WASHINGTON -- Internet phone providers are facing static over alleged public-safety failings, with federal regulators poised to unveil new rules that could drive up prices and crimp growth.
VOIP providers insist they are not against providing 911 support, but they have balked at requirements that might increase their costs and give rival Bell operating companies a choke point to slow or prevent their entry into themarket.
Rich Tehrani, chairman of the Internet Telephony Conference, said that the VOIP industry generally supports the concept of offering 911 capabilities but has urged extreme caution.
"I support any initiative that may save lives and keep human beings safe," Tehrani said. "On the other hand, I am concerned that regulation may make it difficult to provide inexpensive VOIP service."
Tehrani said the industry is pretty much holding its breath in anticipation of Thursday's action.
"Depending on how drastic the FCC rules are, it may be impossible to comply in the short term," he said. "Some providers may not be able to afford to comply."

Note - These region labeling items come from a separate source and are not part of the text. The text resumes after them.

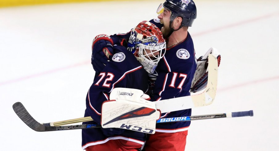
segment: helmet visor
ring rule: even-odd
[[[162,3],[159,6],[158,8],[157,9],[157,11],[156,12],[158,15],[161,14],[164,12],[164,5]]]

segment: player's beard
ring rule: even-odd
[[[169,26],[166,26],[164,23],[163,27],[161,29],[161,31],[163,34],[163,36],[164,38],[167,38],[168,36],[169,36],[169,34],[171,31],[171,29],[169,26]]]

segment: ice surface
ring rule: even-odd
[[[164,1],[0,9],[0,150],[82,150],[81,130],[33,131],[12,104],[21,102],[40,122],[82,117],[94,75],[92,40],[156,17]],[[186,150],[277,150],[279,1],[195,2],[189,31],[197,56],[214,47],[222,59],[214,102],[192,115],[252,109],[254,116],[193,121]]]

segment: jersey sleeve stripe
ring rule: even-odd
[[[175,129],[156,129],[156,131],[158,132],[173,133],[188,130],[189,126]]]
[[[101,113],[99,113],[97,111],[97,110],[94,108],[93,107],[93,106],[92,105],[92,104],[91,104],[91,102],[90,101],[90,97],[89,97],[89,90],[90,90],[90,89],[89,89],[89,90],[88,90],[88,95],[87,97],[88,97],[88,100],[89,101],[88,102],[89,102],[89,105],[90,106],[90,107],[96,113],[96,114],[98,114],[99,115],[101,115]]]
[[[163,86],[163,88],[162,88],[162,91],[160,92],[159,92],[159,95],[160,96],[162,94],[162,92],[164,91],[165,90],[165,87],[166,86],[166,84],[167,83],[167,80],[168,79],[168,75],[169,75],[169,73],[167,74],[166,75],[166,76],[165,77],[165,80],[164,82],[164,85]]]
[[[169,65],[168,62],[167,61],[167,59],[166,59],[166,58],[164,56],[163,57],[163,59],[164,59],[165,63],[166,64],[166,66],[167,66],[167,67],[168,68],[168,70],[169,71],[169,72],[171,72],[172,71],[170,69],[170,67],[169,67]]]

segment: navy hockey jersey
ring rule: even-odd
[[[158,18],[149,22],[160,29],[163,26]],[[128,39],[130,34],[129,32],[126,34],[117,34],[117,36],[120,39]],[[160,101],[190,95],[189,91],[196,67],[194,43],[188,32],[185,39],[167,49],[163,58],[160,60],[156,70],[158,76],[152,88],[152,92],[148,94],[151,100]],[[189,109],[162,114],[161,118],[191,116],[191,109]],[[156,131],[166,133],[184,131],[188,129],[190,122],[157,124]]]
[[[112,60],[108,63],[98,75],[95,76],[86,96],[84,116],[90,116],[94,120],[83,124],[100,123],[102,104],[110,100],[110,93],[114,88],[139,89],[144,92],[148,90],[147,72],[134,55],[122,46],[114,46],[114,51],[115,55]],[[82,148],[104,143],[110,139],[124,139],[143,145],[146,136],[144,133],[125,130],[121,136],[108,137],[103,134],[100,128],[83,129]]]

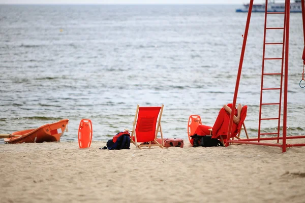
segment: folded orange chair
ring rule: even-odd
[[[131,142],[139,149],[142,149],[142,147],[149,147],[150,149],[154,146],[163,148],[161,123],[163,106],[163,105],[162,107],[137,106],[132,130],[125,130],[131,132]],[[161,143],[157,141],[159,132],[161,134]]]

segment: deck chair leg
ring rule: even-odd
[[[161,134],[161,140],[162,141],[162,143],[160,143],[162,145],[162,146],[164,146],[164,141],[163,140],[163,132],[162,132],[162,127],[161,127],[161,123],[159,125],[160,128],[160,134]]]

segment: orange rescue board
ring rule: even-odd
[[[80,148],[90,147],[92,141],[92,122],[89,119],[82,119],[78,127],[78,145]]]
[[[59,142],[60,137],[64,134],[69,119],[63,119],[56,123],[45,124],[38,128],[13,132],[12,136],[21,136],[5,138],[4,142],[10,144]]]

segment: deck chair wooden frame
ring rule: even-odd
[[[162,127],[161,126],[161,117],[162,116],[162,113],[163,112],[163,107],[164,105],[161,107],[159,113],[159,116],[158,120],[157,121],[157,126],[156,127],[156,132],[155,133],[155,139],[153,141],[147,141],[147,142],[145,142],[144,144],[139,144],[137,139],[137,134],[136,132],[136,127],[137,125],[138,124],[138,116],[139,113],[139,110],[140,109],[140,106],[139,105],[137,106],[137,110],[136,111],[136,115],[135,116],[135,119],[134,122],[133,123],[133,129],[132,130],[131,130],[128,129],[125,129],[125,130],[128,130],[129,131],[131,132],[131,143],[133,144],[136,146],[136,147],[140,149],[142,149],[142,147],[148,147],[149,149],[150,149],[151,147],[160,147],[161,148],[164,148],[164,143],[163,141],[163,133],[162,132]],[[147,108],[149,108],[149,107]],[[161,141],[162,143],[159,143],[157,141],[157,137],[158,134],[158,132],[160,132],[160,134],[161,137]],[[134,137],[134,141],[133,140],[133,137]],[[147,144],[148,143],[148,144]]]
[[[246,136],[247,136],[247,139],[249,139],[249,136],[248,134],[248,131],[247,131],[247,128],[246,128],[246,125],[245,125],[245,122],[243,123],[242,123],[242,126],[241,127],[241,129],[239,130],[239,131],[238,132],[238,133],[237,134],[237,136],[235,136],[232,138],[232,140],[234,140],[234,138],[237,139],[237,140],[240,140],[240,132],[241,132],[241,130],[243,129],[245,130],[245,132],[246,133]],[[210,131],[210,136],[211,136],[212,135],[212,131],[213,131],[212,130],[212,128],[210,128],[208,129]],[[225,146],[225,142],[224,142],[224,139],[222,136],[220,136],[220,139],[221,140],[221,141],[222,143],[223,146]]]

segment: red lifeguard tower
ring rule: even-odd
[[[240,59],[239,60],[239,65],[238,67],[238,71],[236,79],[236,83],[235,85],[235,91],[233,99],[233,105],[232,110],[235,109],[237,97],[237,93],[238,91],[238,87],[239,85],[239,81],[240,79],[240,75],[241,74],[241,70],[242,68],[242,62],[243,61],[243,56],[245,51],[246,49],[246,45],[247,43],[247,39],[248,37],[248,30],[249,28],[249,24],[251,17],[251,13],[252,7],[253,5],[254,0],[250,0],[249,4],[249,9],[248,13],[247,23],[246,25],[245,35],[243,37],[243,41],[242,47],[241,48],[241,53],[240,54]],[[304,0],[301,0],[301,10],[302,10],[302,19],[303,22],[303,31],[304,36],[304,43],[305,44],[305,6]],[[284,15],[284,23],[282,26],[279,27],[274,27],[267,26],[267,20],[268,16],[271,15]],[[305,136],[287,136],[287,93],[288,93],[288,59],[289,59],[289,20],[290,15],[290,0],[285,0],[285,11],[283,12],[275,12],[270,11],[268,10],[268,1],[266,0],[265,6],[265,24],[264,29],[264,41],[263,48],[263,58],[262,65],[262,75],[261,75],[261,93],[260,93],[260,103],[259,109],[259,119],[258,126],[258,133],[257,138],[240,139],[240,140],[230,140],[231,131],[233,124],[233,118],[234,114],[231,114],[229,123],[229,128],[228,131],[228,136],[226,146],[227,147],[230,143],[240,143],[247,144],[253,144],[259,145],[265,145],[270,146],[280,147],[282,148],[283,152],[286,151],[286,148],[296,146],[304,146],[305,143],[298,144],[287,144],[286,143],[287,139],[296,139],[300,138],[305,138]],[[282,30],[283,31],[283,41],[282,42],[266,42],[266,36],[267,31],[268,30]],[[270,46],[277,45],[278,46],[282,46],[282,57],[279,58],[269,58],[265,56],[265,52],[266,49]],[[301,85],[301,82],[304,82],[305,84],[305,80],[304,79],[304,66],[305,65],[305,46],[303,51],[303,55],[302,57],[303,59],[303,73],[302,74],[302,80],[300,82],[300,86],[303,87]],[[281,62],[281,71],[280,72],[277,73],[269,73],[265,71],[264,67],[265,62],[267,61],[277,61]],[[280,85],[276,88],[265,88],[264,85],[264,78],[267,76],[278,75],[280,77]],[[284,81],[284,85],[283,82]],[[284,88],[283,88],[284,87]],[[263,102],[262,96],[264,93],[266,92],[277,90],[280,92],[279,101],[276,103],[267,103]],[[284,102],[283,106],[283,132],[280,133],[280,125],[281,125],[281,105],[282,105],[282,94],[284,93]],[[264,117],[262,116],[262,107],[273,106],[279,108],[278,117]],[[278,121],[278,129],[277,131],[274,132],[261,132],[261,124],[262,121],[265,120],[275,120]],[[261,136],[264,136],[264,138],[261,137]],[[270,141],[275,141],[273,143],[271,143]],[[282,143],[281,143],[281,141]]]

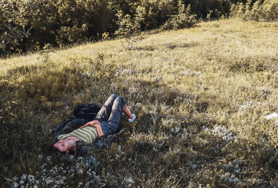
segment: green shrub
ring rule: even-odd
[[[196,15],[193,15],[190,11],[190,5],[185,9],[184,4],[181,0],[179,1],[179,14],[172,16],[163,26],[163,30],[177,30],[183,28],[190,28],[195,26],[197,19]]]
[[[275,22],[278,20],[278,1],[258,0],[252,3],[248,0],[245,4],[237,3],[231,7],[231,16],[244,20]]]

Vonage spokesman Chris Murray said much will hinge on the incumbent local exchange carriers, or LECs, that control access to the 911 switching centers -- known as public-safety answering points, or PSAPs.
According to Murray, incumbent LECs have been reluctant to provide PSAP access to VOIP providers voluntarily. Lack of access to PSAPs contributed to the Texas incident and similar cases of people not being able to reach 911 operators, he said. "If we had had that access, we wouldn't have had these incidents," he said.
Some consumer advocates, who generally support 911 capabilities for VOIP, have also urged the FCC to link any VOIP 911 requirement to rules that force the incumbent telcos to cooperate.
"We don't want to see a requirement on VOIP providers to do 911 but not require it to be implemented quickly by requiring the (local phone monopolies) to work with them," said Janee Briesemeister, senior policy analyst at Consumers Union.